When I train the decoder with audio only, I encounter an AssertionError: Could not infer the task type from the following configuration {'_name': 'av_hubert_pretraining', 'is_s2s': True, 'data': '/usr/zzs/data/mvlrs_v1/29h_data', 'label_dir': '/usr/zzs/data/mvlrs_v1/29h_data', 'tokenizer_bpe_model': '/usr/zzs/data/mvlrs_v1/spm1000/spm_unigram1000.model', 'normalize': True, 'labels': ['wrd'], 'single_target': True, 'fine_tuning': True, 'stack_order_audio': 4, 'tokenizer_bpe_name': 'sentencepiece', 'max_sample_size': 500, 'modalities': ['audio'], 'image_aug': True, 'pad_audio': True, 'random_crop': False, 'noise_prob': 0.25, 'noise_snr': 0, 'noise_wav': '???'}.
Available argparse tasks: dict_keys(['translation', 'translation_lev', 'speech_to_text', 'hubert_pretraining', 'speech_unit_modeling', 'multilingual_translation', 'multilingual_masked_lm', 'text_to_speech', 'frm_text_to_speech', 'denoising', 'multilingual_denoising', 'legacy_masked_lm', 'semisupervised_translation', 'translation_multi_simple_epoch', 'simul_speech_to_text', 'simul_text_to_text', 'sentence_prediction', 'sentence_prediction_adapters', 'cross_lingual_lm', 'translation_from_pretrained_bart', 'sentence_ranking', 'speech_to_speech', 'online_backtranslation', 'audio_pretraining', 'audio_finetuning', 'multilingual_language_modeling', 'language_modeling', 'masked_lm', 'translation_from_pretrained_xlm', 'dummy_lm', 'dummy_masked_lm', 'dummy_mt']).

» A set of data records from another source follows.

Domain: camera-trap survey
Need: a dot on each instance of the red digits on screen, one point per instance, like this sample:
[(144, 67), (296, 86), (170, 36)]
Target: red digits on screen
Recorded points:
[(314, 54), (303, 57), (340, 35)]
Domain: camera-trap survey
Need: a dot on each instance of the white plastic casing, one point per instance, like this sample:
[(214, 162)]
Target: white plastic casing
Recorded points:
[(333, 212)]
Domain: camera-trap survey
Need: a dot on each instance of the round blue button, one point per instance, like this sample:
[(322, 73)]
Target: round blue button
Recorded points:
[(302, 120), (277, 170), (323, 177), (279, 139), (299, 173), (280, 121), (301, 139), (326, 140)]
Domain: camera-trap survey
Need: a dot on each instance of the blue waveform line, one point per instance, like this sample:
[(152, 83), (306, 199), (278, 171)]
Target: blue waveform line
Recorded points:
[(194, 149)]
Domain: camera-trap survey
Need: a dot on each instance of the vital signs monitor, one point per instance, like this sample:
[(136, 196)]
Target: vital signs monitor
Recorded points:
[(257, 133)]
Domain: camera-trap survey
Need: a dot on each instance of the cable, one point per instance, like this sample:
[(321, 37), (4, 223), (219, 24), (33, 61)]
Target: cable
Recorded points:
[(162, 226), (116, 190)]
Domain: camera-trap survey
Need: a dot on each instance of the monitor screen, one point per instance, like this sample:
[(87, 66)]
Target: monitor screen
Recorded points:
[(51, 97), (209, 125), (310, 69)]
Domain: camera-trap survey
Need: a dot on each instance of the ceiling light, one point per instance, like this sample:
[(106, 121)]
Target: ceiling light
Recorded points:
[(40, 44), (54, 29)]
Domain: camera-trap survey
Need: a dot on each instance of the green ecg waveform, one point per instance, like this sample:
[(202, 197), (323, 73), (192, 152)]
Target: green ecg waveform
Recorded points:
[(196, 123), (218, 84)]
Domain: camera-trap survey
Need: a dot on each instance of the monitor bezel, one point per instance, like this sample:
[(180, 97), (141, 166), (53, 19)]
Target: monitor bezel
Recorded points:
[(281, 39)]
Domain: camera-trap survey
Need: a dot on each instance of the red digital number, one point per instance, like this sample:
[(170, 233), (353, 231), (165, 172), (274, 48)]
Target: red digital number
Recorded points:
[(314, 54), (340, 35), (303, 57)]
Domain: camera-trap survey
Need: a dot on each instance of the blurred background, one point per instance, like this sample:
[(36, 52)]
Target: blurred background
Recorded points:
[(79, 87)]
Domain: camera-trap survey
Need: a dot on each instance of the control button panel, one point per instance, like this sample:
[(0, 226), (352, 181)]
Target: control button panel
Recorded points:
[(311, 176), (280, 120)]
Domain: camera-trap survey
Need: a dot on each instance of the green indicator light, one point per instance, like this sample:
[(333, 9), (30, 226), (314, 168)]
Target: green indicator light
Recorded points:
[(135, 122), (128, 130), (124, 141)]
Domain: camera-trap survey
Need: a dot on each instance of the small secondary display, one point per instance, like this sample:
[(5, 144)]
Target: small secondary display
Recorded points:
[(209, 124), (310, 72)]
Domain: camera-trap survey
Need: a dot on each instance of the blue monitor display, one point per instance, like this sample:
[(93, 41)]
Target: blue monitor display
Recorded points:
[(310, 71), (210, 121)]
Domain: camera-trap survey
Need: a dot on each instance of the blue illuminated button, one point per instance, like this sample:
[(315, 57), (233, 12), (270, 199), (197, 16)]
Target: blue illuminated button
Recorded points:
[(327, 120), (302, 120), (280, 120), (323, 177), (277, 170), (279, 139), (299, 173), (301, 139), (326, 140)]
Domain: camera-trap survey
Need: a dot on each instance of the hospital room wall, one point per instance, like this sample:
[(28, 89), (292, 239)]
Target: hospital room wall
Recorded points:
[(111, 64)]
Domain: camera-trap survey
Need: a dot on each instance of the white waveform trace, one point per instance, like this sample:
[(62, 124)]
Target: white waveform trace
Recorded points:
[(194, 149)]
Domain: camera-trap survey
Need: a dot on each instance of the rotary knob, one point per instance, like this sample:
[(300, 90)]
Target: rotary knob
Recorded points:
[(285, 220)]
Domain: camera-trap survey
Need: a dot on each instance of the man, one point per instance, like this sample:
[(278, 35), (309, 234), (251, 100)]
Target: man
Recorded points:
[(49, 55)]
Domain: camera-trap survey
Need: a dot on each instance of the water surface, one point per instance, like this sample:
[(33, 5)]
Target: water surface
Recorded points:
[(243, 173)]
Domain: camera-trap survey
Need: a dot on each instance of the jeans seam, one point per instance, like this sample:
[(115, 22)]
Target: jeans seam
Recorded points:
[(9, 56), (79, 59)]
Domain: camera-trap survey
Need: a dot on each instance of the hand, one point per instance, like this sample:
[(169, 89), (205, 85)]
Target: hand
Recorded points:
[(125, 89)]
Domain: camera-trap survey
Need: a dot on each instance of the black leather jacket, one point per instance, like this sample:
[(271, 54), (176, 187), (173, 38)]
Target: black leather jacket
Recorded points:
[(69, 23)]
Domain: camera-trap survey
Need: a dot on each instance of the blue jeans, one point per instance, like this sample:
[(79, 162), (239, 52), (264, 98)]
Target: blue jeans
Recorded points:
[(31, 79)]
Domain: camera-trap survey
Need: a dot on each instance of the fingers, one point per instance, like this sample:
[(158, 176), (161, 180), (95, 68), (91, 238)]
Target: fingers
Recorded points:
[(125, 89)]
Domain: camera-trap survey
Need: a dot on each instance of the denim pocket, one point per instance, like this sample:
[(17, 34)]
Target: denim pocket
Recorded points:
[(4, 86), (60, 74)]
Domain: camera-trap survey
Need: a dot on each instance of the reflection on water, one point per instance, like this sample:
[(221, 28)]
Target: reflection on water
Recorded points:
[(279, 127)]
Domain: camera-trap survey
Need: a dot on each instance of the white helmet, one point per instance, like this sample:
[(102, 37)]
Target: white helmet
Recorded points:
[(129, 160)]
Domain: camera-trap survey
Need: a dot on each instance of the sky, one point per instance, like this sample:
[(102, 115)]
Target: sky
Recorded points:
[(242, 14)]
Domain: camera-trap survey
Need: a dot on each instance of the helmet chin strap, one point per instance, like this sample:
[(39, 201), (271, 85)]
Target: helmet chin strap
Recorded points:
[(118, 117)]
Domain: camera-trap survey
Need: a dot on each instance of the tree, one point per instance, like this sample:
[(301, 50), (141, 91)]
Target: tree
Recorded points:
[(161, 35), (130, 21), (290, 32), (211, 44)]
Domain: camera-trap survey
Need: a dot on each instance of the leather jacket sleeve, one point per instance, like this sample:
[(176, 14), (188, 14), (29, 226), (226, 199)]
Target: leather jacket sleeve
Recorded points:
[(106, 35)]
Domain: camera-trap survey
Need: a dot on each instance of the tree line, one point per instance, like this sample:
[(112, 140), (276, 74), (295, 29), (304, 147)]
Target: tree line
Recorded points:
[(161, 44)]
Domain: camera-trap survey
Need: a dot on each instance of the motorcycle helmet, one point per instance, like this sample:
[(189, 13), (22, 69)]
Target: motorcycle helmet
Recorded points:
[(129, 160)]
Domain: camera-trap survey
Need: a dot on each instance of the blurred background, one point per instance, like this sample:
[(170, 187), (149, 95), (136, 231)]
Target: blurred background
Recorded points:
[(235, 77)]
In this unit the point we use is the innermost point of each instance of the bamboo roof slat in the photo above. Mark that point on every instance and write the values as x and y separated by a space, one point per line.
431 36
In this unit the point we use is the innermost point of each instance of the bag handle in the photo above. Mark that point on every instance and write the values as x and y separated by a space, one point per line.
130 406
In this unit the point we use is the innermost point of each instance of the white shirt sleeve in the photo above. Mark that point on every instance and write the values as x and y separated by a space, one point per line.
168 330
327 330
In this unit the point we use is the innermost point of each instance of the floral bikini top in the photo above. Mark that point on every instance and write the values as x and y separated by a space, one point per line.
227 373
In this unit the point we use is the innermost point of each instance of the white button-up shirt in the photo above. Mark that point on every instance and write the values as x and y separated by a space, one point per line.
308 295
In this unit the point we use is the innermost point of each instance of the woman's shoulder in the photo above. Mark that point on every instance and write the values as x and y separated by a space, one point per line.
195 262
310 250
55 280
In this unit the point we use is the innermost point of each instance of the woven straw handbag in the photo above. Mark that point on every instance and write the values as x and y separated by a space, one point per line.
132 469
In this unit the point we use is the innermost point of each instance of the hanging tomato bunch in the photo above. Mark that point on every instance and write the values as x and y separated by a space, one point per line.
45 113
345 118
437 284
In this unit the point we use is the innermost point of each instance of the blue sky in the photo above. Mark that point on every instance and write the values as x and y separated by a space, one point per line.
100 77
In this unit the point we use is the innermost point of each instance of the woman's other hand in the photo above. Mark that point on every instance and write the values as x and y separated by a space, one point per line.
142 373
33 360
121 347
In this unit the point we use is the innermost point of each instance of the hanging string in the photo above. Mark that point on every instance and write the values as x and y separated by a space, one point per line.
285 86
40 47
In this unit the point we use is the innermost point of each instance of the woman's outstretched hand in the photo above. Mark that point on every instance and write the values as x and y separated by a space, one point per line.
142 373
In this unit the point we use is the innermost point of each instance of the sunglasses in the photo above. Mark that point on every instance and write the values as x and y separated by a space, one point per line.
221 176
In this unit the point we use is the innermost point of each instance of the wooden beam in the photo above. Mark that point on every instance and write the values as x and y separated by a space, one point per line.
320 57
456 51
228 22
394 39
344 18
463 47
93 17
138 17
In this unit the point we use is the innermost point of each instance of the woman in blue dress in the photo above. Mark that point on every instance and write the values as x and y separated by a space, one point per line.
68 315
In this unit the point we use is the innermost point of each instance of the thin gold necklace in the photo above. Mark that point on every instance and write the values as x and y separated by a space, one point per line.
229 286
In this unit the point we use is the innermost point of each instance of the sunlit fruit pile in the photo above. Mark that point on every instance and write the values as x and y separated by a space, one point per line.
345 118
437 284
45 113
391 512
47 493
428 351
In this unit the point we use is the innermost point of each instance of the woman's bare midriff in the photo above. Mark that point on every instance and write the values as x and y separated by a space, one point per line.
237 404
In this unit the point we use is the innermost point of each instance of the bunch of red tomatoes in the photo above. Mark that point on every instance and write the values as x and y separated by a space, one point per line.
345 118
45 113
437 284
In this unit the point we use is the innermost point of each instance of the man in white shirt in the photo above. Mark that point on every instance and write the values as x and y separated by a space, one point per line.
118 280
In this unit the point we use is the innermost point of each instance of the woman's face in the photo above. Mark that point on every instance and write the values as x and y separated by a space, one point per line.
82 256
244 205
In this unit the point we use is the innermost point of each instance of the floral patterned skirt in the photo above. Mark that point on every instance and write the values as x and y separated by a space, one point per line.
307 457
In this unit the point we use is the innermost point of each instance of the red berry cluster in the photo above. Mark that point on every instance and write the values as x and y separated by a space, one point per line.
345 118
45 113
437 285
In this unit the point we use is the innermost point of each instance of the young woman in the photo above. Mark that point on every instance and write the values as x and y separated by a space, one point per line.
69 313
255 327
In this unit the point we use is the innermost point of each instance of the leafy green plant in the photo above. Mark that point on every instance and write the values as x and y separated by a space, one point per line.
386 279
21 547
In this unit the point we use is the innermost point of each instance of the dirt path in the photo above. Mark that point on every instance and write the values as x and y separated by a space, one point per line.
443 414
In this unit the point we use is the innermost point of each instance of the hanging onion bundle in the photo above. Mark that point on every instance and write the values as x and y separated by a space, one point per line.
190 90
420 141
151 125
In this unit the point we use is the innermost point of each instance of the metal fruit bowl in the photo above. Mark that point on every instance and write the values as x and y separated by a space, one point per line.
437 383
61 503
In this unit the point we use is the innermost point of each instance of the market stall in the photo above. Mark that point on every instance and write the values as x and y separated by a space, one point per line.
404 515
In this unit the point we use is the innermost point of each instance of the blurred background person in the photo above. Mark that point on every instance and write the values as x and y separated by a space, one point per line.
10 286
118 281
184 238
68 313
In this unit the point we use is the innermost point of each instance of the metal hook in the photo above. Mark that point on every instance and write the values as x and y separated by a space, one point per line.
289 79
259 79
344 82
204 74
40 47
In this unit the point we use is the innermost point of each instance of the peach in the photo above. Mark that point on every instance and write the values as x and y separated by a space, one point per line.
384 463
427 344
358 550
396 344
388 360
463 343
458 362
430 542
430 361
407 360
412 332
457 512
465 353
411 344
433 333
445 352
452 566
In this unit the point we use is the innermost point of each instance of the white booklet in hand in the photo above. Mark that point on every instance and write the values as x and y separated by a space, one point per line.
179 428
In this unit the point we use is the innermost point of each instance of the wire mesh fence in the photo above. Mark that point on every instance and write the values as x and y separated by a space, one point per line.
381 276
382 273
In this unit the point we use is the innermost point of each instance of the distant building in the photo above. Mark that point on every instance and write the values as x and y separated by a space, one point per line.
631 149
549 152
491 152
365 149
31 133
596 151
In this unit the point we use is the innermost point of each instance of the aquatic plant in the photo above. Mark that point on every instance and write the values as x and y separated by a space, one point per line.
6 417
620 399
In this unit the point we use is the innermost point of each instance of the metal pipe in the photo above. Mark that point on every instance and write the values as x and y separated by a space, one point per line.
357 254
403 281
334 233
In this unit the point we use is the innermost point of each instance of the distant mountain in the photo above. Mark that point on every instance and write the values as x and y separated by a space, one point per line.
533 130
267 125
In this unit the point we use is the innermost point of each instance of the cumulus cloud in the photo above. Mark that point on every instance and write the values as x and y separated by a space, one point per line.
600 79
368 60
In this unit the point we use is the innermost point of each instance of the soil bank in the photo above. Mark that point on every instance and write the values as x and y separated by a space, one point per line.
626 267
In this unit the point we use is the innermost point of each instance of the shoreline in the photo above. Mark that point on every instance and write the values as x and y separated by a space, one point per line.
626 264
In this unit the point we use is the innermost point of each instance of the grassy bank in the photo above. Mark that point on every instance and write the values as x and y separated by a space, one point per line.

Available hydra tasks: dict_keys(['translation', 'translation_lev', 'hubert_pretraining', 'speech_unit_modeling', 'simul_text_to_text', 'sentence_prediction', 'sentence_prediction_adapters', 'audio_pretraining', 'audio_finetuning', 'multilingual_language_modeling', 'language_modeling', 'masked_lm', 'translation_from_pretrained_xlm', 'dummy_lm', 'dummy_masked_lm']).